Der Immobilienexperte nimmt auch die Perspektive der Bundesangestellten ein: Arbeitsorte in Zentrumsnähe seien beliebt – das zeigen auch die Büromieten in diesen Lagen: «Sie steigen immer noch, während sie an der Peripherie stagnieren oder gar sinken», so Eicher. Vor zehn Jahren sei es genau andersherum gewesen. Anders gesagt: Wenn Büros im Zentrum wegfallen, könnte es weniger attraktiv sein, für den Bund zu arbeiten.
Umzug geplant
Die Alternative zur Zentrumsimmobilie wäre ein zentrales Bürogebäude an der Peripherie. Eicher denkt dabei zum Beispiel an Ittigen oder das Liebefeld, wo solche Projekte in den vergangenen Jahren schon umgesetzt wurden. Auch in Zollikofen hat ein solches Verwaltungszentrum im vergangenen Jahr geöffnet. Und in der Tat plant der Bund, schrittweise 1000 Arbeitsplätze aus den Quartieren der Stadt Bern in die Agglomeration zu verlagern, wie aus dem jüngsten «Unterbringungskonzept» hervorgeht. Konzentriert werden soll die Belegschaft auf sogenannte Campusstandorte. Neben den erwähnten Standorten Ittigen Liebefeld und Zollikofen zählen dazu auch der Guisanplatz oder Bümpliz Nord.

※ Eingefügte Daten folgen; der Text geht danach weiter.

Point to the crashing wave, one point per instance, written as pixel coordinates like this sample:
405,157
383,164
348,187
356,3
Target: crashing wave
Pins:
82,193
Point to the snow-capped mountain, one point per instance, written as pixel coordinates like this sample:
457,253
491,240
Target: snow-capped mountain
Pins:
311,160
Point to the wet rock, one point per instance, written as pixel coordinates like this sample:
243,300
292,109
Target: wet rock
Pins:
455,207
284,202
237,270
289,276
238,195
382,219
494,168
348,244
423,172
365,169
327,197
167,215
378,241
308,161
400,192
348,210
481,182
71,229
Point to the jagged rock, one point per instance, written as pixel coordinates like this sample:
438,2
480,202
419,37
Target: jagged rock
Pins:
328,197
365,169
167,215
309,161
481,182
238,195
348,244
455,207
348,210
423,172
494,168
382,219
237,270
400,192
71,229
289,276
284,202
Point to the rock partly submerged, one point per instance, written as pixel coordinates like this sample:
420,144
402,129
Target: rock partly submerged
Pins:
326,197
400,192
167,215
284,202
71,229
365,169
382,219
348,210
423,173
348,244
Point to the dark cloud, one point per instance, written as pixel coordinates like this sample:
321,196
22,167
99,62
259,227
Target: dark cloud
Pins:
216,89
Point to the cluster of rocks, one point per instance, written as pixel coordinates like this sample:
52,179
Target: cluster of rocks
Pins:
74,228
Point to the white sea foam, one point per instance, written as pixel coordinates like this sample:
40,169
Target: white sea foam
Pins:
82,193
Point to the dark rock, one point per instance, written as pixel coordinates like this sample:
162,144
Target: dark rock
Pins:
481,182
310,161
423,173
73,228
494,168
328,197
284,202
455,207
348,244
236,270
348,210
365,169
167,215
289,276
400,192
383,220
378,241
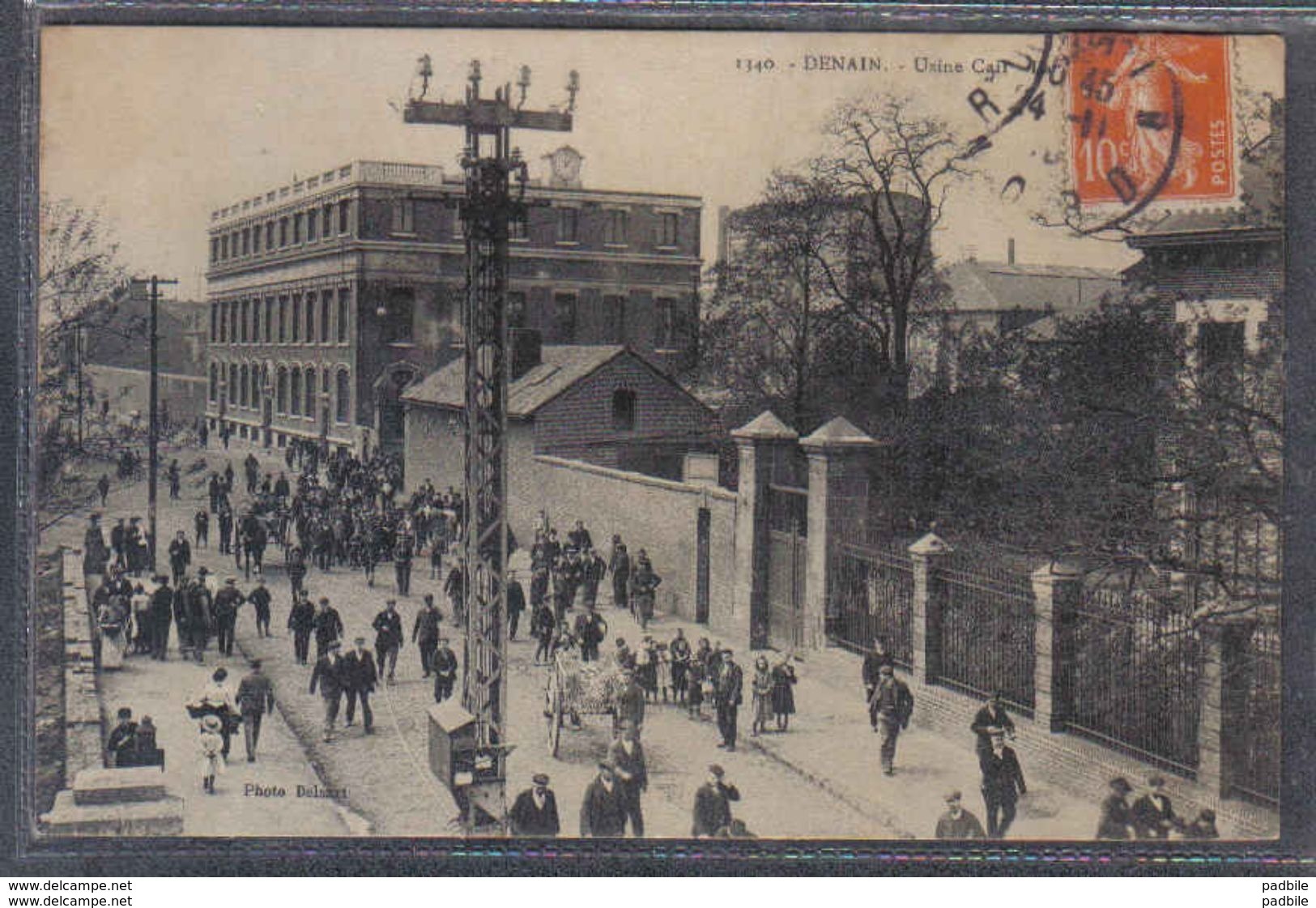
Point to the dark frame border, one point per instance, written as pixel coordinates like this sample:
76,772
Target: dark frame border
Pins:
1295,850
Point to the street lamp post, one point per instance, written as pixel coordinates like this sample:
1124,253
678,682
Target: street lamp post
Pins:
490,162
267,411
153,433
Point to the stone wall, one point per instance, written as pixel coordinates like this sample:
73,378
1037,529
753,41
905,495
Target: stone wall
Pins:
84,718
183,396
657,515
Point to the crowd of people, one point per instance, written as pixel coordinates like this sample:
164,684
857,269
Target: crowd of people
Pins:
343,512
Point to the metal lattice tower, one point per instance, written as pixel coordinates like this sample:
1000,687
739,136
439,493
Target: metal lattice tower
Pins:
488,206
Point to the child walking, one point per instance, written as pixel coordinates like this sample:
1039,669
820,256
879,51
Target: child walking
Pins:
212,752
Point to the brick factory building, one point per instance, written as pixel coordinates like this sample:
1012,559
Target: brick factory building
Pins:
330,295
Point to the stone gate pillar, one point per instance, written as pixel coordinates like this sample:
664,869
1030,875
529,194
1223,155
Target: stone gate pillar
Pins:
758,442
838,512
1221,701
926,554
1057,590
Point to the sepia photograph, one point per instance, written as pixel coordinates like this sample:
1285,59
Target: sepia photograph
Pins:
473,433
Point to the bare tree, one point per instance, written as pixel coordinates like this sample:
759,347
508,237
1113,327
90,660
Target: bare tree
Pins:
895,168
78,275
766,320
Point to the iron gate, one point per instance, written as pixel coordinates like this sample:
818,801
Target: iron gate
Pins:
874,600
987,633
1256,766
1135,667
787,562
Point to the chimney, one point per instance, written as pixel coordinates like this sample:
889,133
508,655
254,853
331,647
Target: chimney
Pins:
526,345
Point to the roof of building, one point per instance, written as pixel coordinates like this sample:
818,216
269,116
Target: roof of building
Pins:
999,287
561,366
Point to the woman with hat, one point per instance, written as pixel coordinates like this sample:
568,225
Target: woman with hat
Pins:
536,811
212,746
1116,820
216,699
1153,815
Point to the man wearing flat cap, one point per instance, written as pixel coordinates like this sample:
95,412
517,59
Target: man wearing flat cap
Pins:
1116,821
328,676
628,760
892,703
360,676
1003,785
534,813
957,823
1153,815
227,603
603,812
712,804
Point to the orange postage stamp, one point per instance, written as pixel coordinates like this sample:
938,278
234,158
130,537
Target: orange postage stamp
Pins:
1151,119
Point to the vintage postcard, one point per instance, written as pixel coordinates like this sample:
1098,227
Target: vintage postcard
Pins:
659,434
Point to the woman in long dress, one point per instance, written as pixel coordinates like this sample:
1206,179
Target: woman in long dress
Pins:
762,690
783,693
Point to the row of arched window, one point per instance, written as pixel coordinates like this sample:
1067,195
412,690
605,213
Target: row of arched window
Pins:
309,318
294,390
277,233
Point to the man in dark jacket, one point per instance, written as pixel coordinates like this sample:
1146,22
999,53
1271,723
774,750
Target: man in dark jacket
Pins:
389,638
402,564
873,663
202,522
425,633
301,623
629,703
712,804
261,599
179,556
160,615
619,565
227,603
1116,820
1153,813
603,812
328,627
1003,783
957,823
120,744
328,676
590,629
728,693
892,704
628,765
534,813
515,604
256,699
990,718
199,616
360,676
444,663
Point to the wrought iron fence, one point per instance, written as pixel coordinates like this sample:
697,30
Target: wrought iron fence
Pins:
874,600
1256,766
987,632
1135,663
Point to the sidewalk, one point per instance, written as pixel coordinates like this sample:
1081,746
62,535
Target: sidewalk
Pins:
158,690
829,744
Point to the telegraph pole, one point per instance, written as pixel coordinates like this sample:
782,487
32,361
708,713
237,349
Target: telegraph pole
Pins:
490,162
153,438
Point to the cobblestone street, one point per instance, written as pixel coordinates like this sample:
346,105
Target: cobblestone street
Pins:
820,779
385,775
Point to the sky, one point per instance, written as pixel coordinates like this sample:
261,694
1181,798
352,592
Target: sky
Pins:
158,126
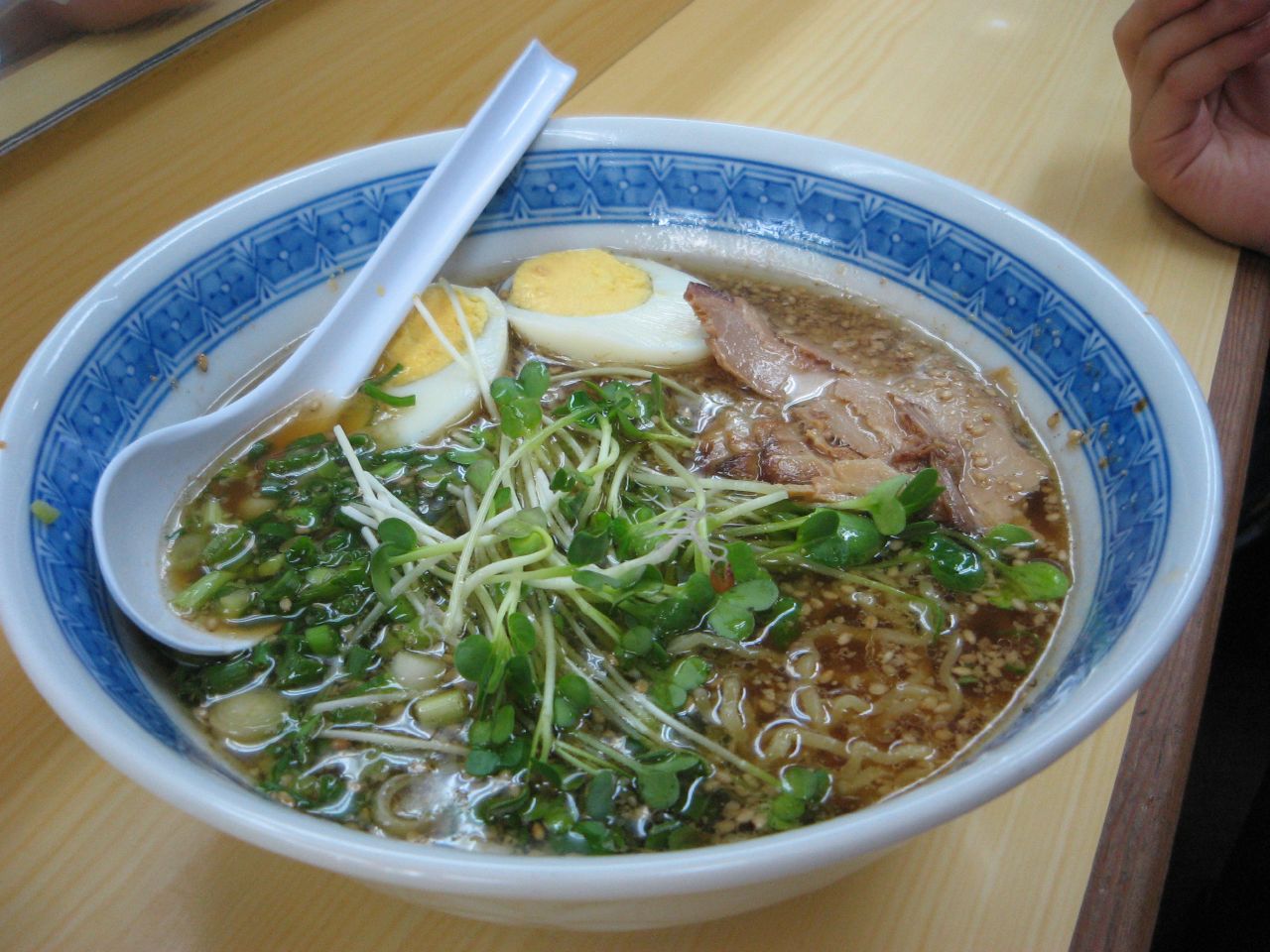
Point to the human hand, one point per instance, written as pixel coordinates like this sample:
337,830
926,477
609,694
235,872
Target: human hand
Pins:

Nicht mehr benötigte Gebäude sollen laut BBL verkauft oder im Baurecht abgegeben werden. Dabei werde auch das Potenzial für die Wohnnutzung geprüft, wie es auf Anfrage heisst.
Damit zurück zur Ausgangsfrage: Würde eine Umnutzung die Wohnungsnot lindern, sofern alle anderen Hürden genommen wurden? Eicher rechnet vor: Selbst wenn davon ausgegangen wird, dass aus einem Grossteil der Bundesimmobilien im Zentrum Wohnungen werden können, seien das nur ein Prozent des gesamten Wohnungsbestands der Stadt Bern. «Das ist nicht Nichts, aber auch kein allzu grosser Sprung», fasst Eicher zusammen.
Er geht davon aus, dass sich die Wohnungsknappheit bei anhaltendem Bevölkerungswachstum in den kommenden Jahren sogar noch zuspitzen wird. Landreserven werden deshalb noch begehrter – zudem bleibt noch die Möglichkeit der Verdichtung innerhalb der Quartiere, wenn dies nicht schon geschehen ist.